Der hatte nur ein Messer,
Hein war da besser,
der hatte noch sein halbes Gewehr,
er,
holte aus wie ein Bär
und wäre auch zum Schlag gekommen…

Benommen blinzelte er in die Sonne,
und fühlte welche Wonne,
einen Schmerz in der Wange,
die hielt sein Bootsmann in der Hand wie mit einer Zange.

Am Ohr,
zog er ihn aus seinem Versteck hervor,
daß Gewehr wurde von allen belacht,
daß hat Hein den Spitznamen: „Flinte“, eingebracht

2727 » Berndt Gückel
Achtung, Achtung … gesucht wird: Hans-Joachim Graupner, Old Sailor aus Plauen ..Nenee, keine Alimente … Von Barbara Eggert!
Sie hat noch alle Deine Briefe aus der Großen Weiten Welt … Zitat Barbara: „Ein schöner Mann. Und was für Briefe der schreiben konnte, 10 Seiten und mehr!"
Hans-Joachim, melde Dich mal!
Wir gehen sie am Sonntag besuchen, Kaffee & Kuchen & Seefahrt & Co.
Ahoi an Alle! Berndt

2726 » Michael Kluge
Info an Alle

Alle, die bis zu unserem ( voraussichtlichen ) letzten Treffen, noch ein neues Shirt haben möchten,
sollten die Bestellung umgehend nach altbekannter Weise über meine E-Mail-Adresse tätigen.

Micha Kluge

2725 » Berndt Gückel
Ahoi Melissa aus Port Alberni, British Columbia (Kanada),
sag Deinem Sohn einfach, sein Opa war einer der besten Seeleute der Welt.
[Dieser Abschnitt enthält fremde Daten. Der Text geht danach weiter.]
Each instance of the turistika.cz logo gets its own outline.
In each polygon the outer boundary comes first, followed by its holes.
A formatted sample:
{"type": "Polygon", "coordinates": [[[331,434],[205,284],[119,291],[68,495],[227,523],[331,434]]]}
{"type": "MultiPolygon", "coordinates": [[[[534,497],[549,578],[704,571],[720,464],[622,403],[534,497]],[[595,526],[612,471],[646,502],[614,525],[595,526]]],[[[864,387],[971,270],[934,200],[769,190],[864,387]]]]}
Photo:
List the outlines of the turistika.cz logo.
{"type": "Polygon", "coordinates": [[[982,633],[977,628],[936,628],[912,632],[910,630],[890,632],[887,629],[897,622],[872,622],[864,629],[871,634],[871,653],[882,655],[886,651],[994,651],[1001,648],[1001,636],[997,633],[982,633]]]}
Geht gar nicht anders, bei DSR-Lines.
Und wenn er Glück hat, dann noch aus Sachsen, das wäre nicht mehr zu toppen
Dagegen sind Alimente Nachforderungen von 125.000 € ein Klacks.
Sollte Dein Sohn wirklich mehr über seinen Großvater wissen wollen, kuckstdu Bordgeschichten I – XXV …
Ganz liebe Grüße von einem ehemaligen MS Geringswalde Fahrer. Wie haben wir uns damals geärgert, dass wir nicht nach Nordamerika segeln durften. Aus heutiger Sicht: Ein spätes Glück!